Suddenly, the visualization of the war vanished. The hall returned to its sterile silence, but the atmosphere shifted. The ambient light turned a warning, pulsing red. The entrance and exit of the hall slammed shut with a thunderous boom, locking them within the crystalline archive.
A heavy, authoritative AI voice resonated from the ceiling, echoing with the weight of absolute command:
"Protocol: Re-integration initialized. Welcome back, Alpha Unit. Welcome back... General."
The group instinctively went into a defensive stance. Kancil drew his Glock, Dayat leveled his HK416, and Lunethra—despite her lack of Mana—took a vigilant position behind them. They waited for an attack, for a legion of droids to emerge from behind the crystal pillars.

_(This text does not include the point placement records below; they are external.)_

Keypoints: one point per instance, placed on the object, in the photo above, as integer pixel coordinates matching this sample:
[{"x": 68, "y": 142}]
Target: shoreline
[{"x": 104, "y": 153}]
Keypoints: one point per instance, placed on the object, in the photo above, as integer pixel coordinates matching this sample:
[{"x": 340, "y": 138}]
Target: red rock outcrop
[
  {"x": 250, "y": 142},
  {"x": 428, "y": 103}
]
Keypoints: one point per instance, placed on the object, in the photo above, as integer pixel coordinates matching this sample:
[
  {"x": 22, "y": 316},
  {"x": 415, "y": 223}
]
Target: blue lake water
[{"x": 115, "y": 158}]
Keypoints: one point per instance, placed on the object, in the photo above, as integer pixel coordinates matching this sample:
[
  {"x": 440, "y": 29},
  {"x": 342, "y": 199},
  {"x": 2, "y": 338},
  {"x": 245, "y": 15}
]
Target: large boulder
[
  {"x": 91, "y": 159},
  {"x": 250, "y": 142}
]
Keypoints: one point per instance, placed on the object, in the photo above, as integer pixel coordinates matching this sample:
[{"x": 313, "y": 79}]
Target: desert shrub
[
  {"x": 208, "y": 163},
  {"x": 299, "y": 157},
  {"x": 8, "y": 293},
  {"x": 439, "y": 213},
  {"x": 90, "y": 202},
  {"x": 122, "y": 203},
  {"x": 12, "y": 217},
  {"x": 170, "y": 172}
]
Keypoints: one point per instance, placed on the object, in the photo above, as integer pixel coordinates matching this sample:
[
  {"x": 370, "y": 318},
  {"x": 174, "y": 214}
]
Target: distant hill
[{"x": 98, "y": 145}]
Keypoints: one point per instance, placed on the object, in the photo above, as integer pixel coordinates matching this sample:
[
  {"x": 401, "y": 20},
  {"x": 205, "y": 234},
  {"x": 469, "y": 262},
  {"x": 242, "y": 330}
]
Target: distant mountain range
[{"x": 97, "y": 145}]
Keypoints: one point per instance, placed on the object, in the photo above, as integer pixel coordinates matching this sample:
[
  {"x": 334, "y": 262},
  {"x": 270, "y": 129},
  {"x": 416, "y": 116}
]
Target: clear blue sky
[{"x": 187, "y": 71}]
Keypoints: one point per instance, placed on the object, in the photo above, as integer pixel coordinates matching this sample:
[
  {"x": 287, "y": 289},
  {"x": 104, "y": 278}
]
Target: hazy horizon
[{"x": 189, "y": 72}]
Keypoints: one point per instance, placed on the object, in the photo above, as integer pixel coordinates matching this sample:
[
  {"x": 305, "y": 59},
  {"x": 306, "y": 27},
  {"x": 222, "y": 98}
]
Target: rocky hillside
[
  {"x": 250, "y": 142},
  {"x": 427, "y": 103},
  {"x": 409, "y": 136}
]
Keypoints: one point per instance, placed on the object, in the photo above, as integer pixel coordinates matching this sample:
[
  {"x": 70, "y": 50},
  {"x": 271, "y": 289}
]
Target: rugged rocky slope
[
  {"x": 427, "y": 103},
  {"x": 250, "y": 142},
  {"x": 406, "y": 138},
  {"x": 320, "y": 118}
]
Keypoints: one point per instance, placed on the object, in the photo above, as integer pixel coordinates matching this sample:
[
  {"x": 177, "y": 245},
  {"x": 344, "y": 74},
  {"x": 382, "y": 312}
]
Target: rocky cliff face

But nothing happened. The bunker remained silent after the announcement. The system seemed to be holding its breath, waiting for instructions from its master.
Silence reclaimed The Hall of Memories.
To break the suffocating tension, Dayat reached for his music box. He needed something to ground them, to remind them that the journey had to continue regardless of the ghosts of the past. He chose a legendary track by Ebiet G. Ade—"Berita Kepada Kawan." The gentle, acoustic guitar melody began to flow, filling the high-tech tomb with a humble, earthy sound.
"Perjalanan ini... terasa sangat menyedihkan... sayang engkau tak duduk... di sampingku kawan..."
(This journey... feels so very sad... what a pity you aren’t sitting... beside me, my friend...)
Ebiet’s deep, soulful voice resonated between the silica pillars. The lyrics spoke of the burdens of a long journey, of shared sorrow, and the resilience of the human spirit. It was a song that felt like being hugged by the earth of home.
"A strange song... but it feels like it’s comforting the very air," Kancil murmured, slowly lowering his weapon as the melody soothed his frayed nerves.
Dayat stared at the locked doors, then looked down at Dola, who was still leaning against him for support. "We aren’t stopping here, Dola. We’re going to find a way out. We’re going to finish this."
They stood there, in the heart of a memory library that proved even gods could falter, and even machines could possess a soul. The journey to Verdia was still long, and the secrets buried within the Vault of Binary had only just begun to bleed into the light.